And so in-house design continues to build, with Clive Grinyer’s move to Orange following on from Jon Turner’s high-profile shift from Enterprise IG to Boots the Chemists. While on paper the two jobs differ considerably, Turner becoming creative director, both are important strategic roles, bridging a client company with its customers, and both boost the standing of design in industry.
Grinyer should prove a huge asset to Orange. He has long been committed to in-house design as a force for innovation, having previously worked with Korean consumer electronics giant Samsung and with hi-fi manufacturer Tag MacLaren Audio. But as a product designer, he has also served his time with Ideo and founded Tangerine – a nice twist, given his move to Orange.

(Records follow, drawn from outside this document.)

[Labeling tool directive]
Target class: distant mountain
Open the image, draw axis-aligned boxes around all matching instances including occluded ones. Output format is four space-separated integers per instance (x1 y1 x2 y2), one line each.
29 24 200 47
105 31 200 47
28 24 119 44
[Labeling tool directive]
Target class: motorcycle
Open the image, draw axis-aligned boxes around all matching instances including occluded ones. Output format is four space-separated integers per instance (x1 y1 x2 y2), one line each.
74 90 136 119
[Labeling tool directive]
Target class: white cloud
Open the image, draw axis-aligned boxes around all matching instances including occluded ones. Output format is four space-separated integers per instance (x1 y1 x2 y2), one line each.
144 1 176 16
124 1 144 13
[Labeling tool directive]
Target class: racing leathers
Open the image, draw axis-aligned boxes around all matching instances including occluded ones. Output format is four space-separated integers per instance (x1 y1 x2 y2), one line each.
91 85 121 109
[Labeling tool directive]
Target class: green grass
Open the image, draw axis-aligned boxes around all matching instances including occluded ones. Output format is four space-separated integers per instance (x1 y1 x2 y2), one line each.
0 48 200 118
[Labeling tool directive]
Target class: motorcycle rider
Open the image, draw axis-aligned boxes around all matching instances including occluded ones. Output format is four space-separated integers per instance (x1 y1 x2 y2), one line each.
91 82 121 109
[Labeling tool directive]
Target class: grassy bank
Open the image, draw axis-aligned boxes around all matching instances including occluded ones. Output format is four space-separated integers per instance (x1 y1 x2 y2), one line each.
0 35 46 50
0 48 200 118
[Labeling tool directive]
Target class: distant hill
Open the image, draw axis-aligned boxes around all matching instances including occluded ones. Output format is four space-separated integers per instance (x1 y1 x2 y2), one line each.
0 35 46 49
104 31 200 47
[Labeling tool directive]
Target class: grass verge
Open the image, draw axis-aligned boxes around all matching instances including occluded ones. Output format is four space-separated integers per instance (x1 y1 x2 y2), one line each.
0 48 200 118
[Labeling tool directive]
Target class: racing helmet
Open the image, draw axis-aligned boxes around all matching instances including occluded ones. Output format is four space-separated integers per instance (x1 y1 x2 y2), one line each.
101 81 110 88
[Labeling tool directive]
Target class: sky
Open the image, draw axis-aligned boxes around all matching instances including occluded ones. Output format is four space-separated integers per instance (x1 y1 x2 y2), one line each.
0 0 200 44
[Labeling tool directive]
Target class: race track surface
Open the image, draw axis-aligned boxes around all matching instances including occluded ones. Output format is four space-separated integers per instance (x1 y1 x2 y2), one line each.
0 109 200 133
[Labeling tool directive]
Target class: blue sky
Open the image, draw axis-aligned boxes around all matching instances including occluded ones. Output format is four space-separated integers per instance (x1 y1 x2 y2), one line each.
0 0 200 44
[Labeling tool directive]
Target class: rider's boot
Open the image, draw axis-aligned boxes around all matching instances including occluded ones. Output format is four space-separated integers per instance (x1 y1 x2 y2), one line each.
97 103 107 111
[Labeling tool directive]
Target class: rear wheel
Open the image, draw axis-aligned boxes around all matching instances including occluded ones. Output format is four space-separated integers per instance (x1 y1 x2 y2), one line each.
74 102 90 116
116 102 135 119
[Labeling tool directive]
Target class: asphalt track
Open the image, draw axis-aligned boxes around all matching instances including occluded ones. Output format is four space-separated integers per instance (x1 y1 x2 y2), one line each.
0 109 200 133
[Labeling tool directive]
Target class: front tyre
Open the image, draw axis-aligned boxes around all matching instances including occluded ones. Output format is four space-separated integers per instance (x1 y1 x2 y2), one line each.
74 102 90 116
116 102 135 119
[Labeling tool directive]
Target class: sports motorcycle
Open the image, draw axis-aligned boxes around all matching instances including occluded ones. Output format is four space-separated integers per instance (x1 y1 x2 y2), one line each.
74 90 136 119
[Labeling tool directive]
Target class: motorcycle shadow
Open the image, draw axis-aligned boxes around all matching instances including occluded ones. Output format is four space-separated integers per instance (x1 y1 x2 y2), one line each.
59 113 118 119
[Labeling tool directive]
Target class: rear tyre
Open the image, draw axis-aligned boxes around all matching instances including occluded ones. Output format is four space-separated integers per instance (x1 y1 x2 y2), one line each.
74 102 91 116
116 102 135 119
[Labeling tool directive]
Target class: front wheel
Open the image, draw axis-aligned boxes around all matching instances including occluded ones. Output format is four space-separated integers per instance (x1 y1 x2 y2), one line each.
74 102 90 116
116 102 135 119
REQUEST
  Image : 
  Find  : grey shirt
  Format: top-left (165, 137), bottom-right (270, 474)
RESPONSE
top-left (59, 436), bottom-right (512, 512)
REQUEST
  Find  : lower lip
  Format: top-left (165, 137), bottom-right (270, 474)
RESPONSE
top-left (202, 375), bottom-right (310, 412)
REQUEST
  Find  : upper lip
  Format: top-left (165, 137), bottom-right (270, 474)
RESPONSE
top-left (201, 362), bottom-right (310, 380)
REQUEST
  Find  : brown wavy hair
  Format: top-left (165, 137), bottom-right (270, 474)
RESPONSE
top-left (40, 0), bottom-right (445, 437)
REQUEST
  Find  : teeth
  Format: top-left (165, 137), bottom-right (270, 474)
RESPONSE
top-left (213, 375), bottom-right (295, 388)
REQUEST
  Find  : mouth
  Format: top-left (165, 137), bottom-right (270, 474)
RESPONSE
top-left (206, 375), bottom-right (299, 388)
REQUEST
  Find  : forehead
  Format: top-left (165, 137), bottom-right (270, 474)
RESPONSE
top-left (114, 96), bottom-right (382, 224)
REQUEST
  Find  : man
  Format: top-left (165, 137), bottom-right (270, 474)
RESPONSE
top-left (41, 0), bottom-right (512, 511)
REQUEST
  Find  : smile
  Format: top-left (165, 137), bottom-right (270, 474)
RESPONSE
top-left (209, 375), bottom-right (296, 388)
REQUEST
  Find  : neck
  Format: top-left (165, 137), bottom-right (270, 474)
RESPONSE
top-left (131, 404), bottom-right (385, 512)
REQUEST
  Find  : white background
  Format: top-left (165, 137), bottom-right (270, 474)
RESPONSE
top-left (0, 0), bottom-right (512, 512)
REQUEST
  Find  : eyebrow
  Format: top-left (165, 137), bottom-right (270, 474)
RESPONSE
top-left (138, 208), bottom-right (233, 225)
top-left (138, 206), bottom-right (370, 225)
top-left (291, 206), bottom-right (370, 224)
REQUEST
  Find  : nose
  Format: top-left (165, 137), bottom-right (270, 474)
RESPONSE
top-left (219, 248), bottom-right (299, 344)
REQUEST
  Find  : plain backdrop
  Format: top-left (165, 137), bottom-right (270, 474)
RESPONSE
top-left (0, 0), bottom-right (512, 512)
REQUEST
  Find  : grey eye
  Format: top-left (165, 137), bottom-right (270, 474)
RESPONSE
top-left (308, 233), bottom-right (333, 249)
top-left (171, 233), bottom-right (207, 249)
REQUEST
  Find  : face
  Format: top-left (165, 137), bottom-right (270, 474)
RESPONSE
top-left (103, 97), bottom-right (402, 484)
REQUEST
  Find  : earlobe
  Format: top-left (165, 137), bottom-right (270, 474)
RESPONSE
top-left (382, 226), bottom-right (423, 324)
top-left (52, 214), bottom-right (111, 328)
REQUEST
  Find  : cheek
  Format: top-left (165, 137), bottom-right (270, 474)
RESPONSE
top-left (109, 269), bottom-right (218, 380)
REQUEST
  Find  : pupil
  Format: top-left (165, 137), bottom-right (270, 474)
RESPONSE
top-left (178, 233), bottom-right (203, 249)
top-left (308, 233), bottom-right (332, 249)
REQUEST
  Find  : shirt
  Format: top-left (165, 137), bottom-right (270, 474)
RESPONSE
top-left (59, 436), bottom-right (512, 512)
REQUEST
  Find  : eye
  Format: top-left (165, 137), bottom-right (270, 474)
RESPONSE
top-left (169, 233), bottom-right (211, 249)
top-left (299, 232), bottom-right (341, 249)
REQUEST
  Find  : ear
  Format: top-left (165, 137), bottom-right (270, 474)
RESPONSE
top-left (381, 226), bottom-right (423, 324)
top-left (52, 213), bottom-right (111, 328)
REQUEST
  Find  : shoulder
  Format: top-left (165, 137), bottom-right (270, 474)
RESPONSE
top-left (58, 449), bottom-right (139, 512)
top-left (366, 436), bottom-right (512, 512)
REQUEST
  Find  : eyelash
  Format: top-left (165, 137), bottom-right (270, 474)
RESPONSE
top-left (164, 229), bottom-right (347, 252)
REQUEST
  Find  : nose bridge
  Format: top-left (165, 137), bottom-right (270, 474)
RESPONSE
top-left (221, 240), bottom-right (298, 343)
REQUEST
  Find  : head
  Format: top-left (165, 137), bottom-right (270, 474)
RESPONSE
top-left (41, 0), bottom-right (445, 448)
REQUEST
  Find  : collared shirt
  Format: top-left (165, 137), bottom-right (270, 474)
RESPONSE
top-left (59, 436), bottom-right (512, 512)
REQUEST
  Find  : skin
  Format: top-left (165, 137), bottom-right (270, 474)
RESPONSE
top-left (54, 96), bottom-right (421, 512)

His current job as director of design and innovation at the Design Council has enabled him to draw on this experience to initiate projects such as Design Demonstrations, linking client companies with consultancies, and to promote the value of design in research. It has also given him an invaluable global overview of the role of design in business and beyond.
But Grinyer’s isn’t the only big job move this week. Debbie Dawton’s appointment as Design Business Association chief executive promises new life for an organisation desperate for change. The energy that she has brought to her own company, Design Events, bodes well for the DBA and, as a self-confessed risk-taker, she should lead it in directions it might not previously have considered.

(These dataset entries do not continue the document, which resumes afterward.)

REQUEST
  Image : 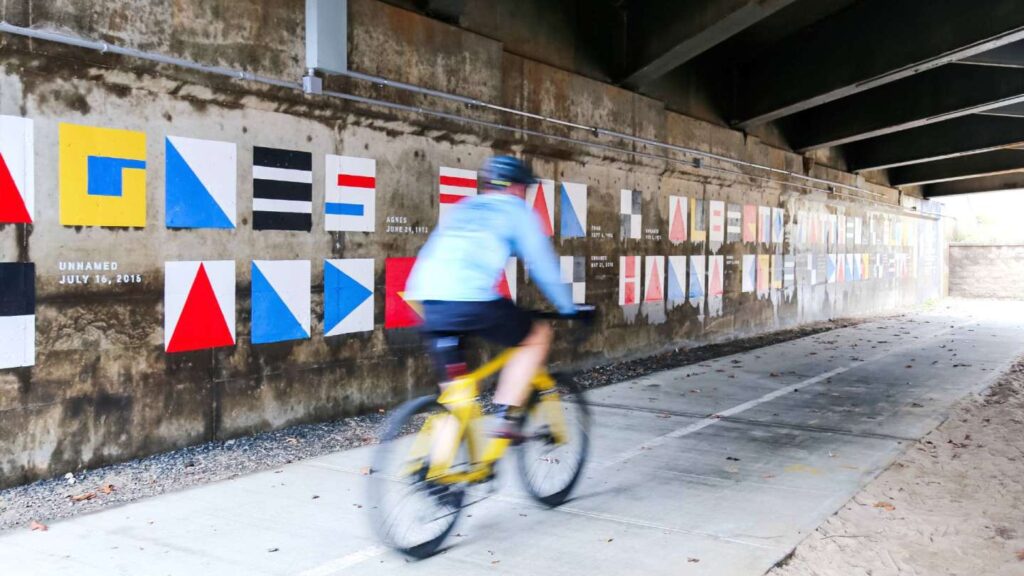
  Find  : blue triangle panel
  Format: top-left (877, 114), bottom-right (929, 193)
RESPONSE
top-left (561, 187), bottom-right (586, 238)
top-left (252, 263), bottom-right (309, 344)
top-left (165, 138), bottom-right (234, 229)
top-left (324, 262), bottom-right (374, 333)
top-left (690, 265), bottom-right (703, 298)
top-left (668, 264), bottom-right (686, 302)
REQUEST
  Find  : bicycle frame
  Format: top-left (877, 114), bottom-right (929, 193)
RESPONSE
top-left (411, 348), bottom-right (566, 485)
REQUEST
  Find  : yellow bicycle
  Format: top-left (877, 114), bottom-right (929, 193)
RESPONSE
top-left (370, 314), bottom-right (590, 559)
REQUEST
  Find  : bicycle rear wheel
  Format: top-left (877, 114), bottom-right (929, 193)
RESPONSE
top-left (517, 377), bottom-right (590, 507)
top-left (370, 396), bottom-right (468, 559)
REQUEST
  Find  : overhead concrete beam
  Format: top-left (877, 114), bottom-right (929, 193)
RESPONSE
top-left (623, 0), bottom-right (795, 89)
top-left (889, 149), bottom-right (1024, 187)
top-left (782, 64), bottom-right (1024, 152)
top-left (843, 114), bottom-right (1024, 172)
top-left (733, 0), bottom-right (1024, 128)
top-left (922, 172), bottom-right (1024, 198)
top-left (961, 42), bottom-right (1024, 68)
top-left (981, 102), bottom-right (1024, 117)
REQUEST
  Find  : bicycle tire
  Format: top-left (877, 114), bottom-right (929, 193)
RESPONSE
top-left (369, 395), bottom-right (465, 560)
top-left (516, 377), bottom-right (591, 507)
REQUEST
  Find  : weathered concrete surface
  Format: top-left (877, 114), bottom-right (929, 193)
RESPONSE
top-left (0, 0), bottom-right (942, 486)
top-left (949, 244), bottom-right (1024, 299)
top-left (0, 302), bottom-right (1024, 576)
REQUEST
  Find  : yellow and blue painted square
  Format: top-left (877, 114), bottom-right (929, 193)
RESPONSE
top-left (59, 123), bottom-right (145, 228)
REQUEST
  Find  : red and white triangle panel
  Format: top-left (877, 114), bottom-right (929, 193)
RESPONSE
top-left (526, 179), bottom-right (555, 237)
top-left (164, 260), bottom-right (236, 353)
top-left (0, 116), bottom-right (36, 223)
top-left (643, 256), bottom-right (665, 302)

More importantly, Dawton is sold on collaboration between industry bodies, something many have tried with varying success. Given her appointment and the impending move by British Design & Art Direction chief executive David Kester to head the Design Council there is tremendous scope – and a shared will – for it to work this time. Add to that the masterstroke by DBA chairman Paul Priestman of bringing in Anthony Simonds-Gooding as non-executive chairman – a role he will continue to play at D&AD – and the physical links are in place.
Just as Grinyer, Turner and their ilk are missionaries for design in the client world, spreading design’s influence and opening up opportunities for consultancies, so the realignment of design’s official bodies should enable the design community to respond more effectively. It is no bad thing at this stage that the industry moves look like a game of musical chairs, the collective experience of the players being a fantastic asset. It’s a question of leadership. It will be interesting to see who Simonds-Gooding picks to succeed Kester at D&AD, the biggest vacancy as the pieces come together.